In a second response to cold exposure, metabolic heat production is increased through non-shivering thermogenesis (NST). This metabolism thermal response mainly involves the brown adipose tissue (BAT) . However, organs such as the liver or the brain (due to their high metabolic heat production) and tissues such as white adipose tissue also contribute to metabolic heat production. Given its large mass and relatively high oxygen consumption, the brain can warm the body. White adipose tissue not only provides free fatty acids to organs involved in thermogenesis but also produces heat directly. The metabolism in BAT is controlled by sympathetic innervations, and this tissue can produce a significant amount of heat. Most of the BAT is located in the thoracic, cervical, and paravertebral regions. The tissue’s location and ample blood supply mean that the generated heat warms the spinal cord, the heart, and the thorax as a whole—making it possible to increase cold resistance. At between 22 and 29 weeks of gestation, the BAT constitutes the majority of the neonate’s fat stores. At birth, a neonate weighing 3000 g has 40 g of BAT (about 11% of the body’s fat). However, the amount of BAT increases by a factor of 1.5 between the third and fifth weeks of life.
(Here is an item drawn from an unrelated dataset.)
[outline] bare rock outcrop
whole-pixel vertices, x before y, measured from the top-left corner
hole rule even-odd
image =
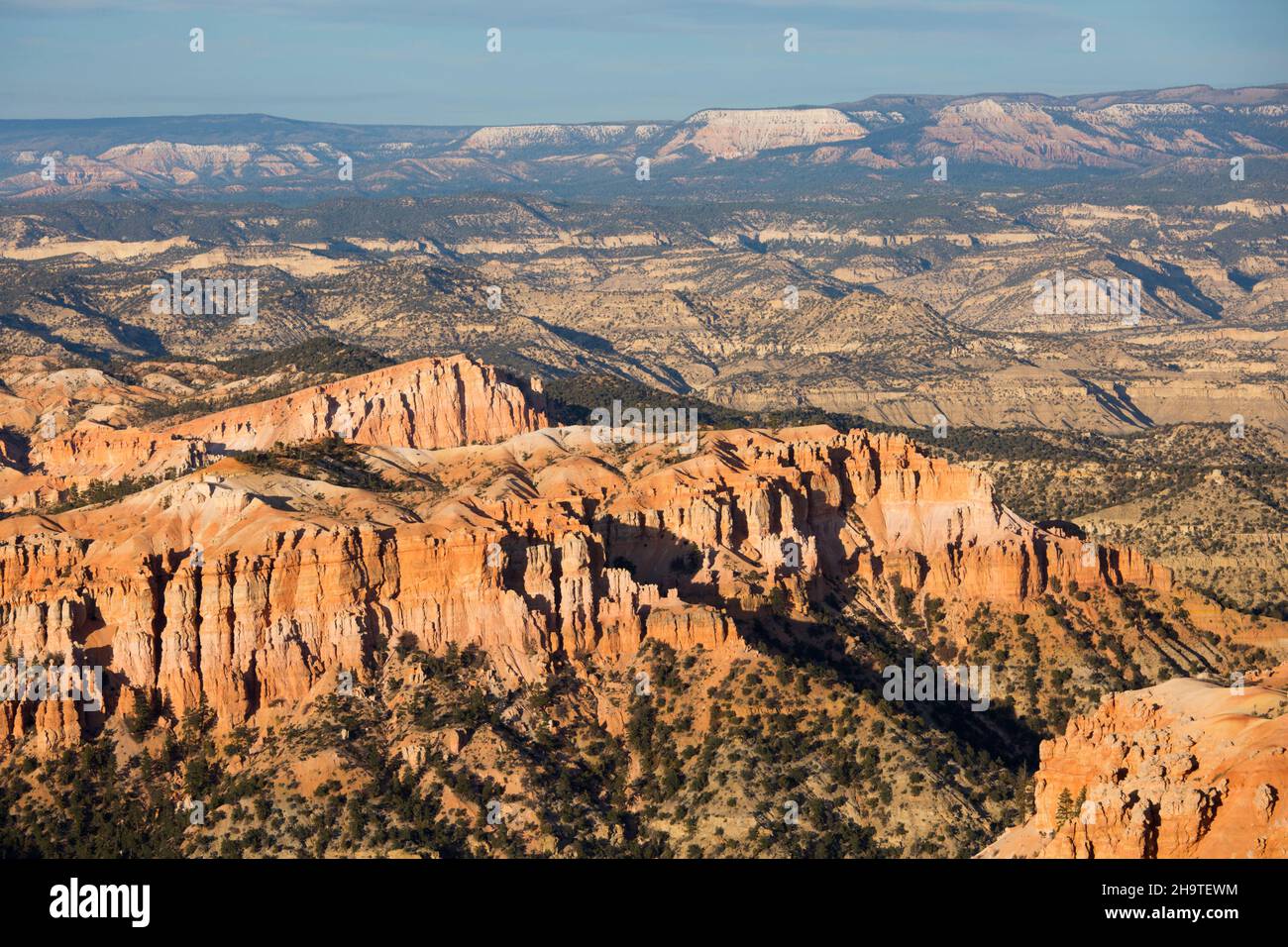
[[[1036,813],[980,857],[1288,856],[1285,683],[1288,666],[1242,692],[1175,679],[1108,694],[1042,743]]]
Clarke et al. [48] have demonstrated that lambs delivered by cesarean section had a lower level of thermogenic activity (by 50%) in the BAT than those born vaginally; the level was similar to that of a fetus after 145 days of gestation. This was probably because the postpartum level of guanosine 5′-diphosphate (GDP) did not rise in these animals. Recent studies have suggested that BAT may have a key role in sleep promotion, and that this organ may be influenced by the interaction between sleep and body temperature [49].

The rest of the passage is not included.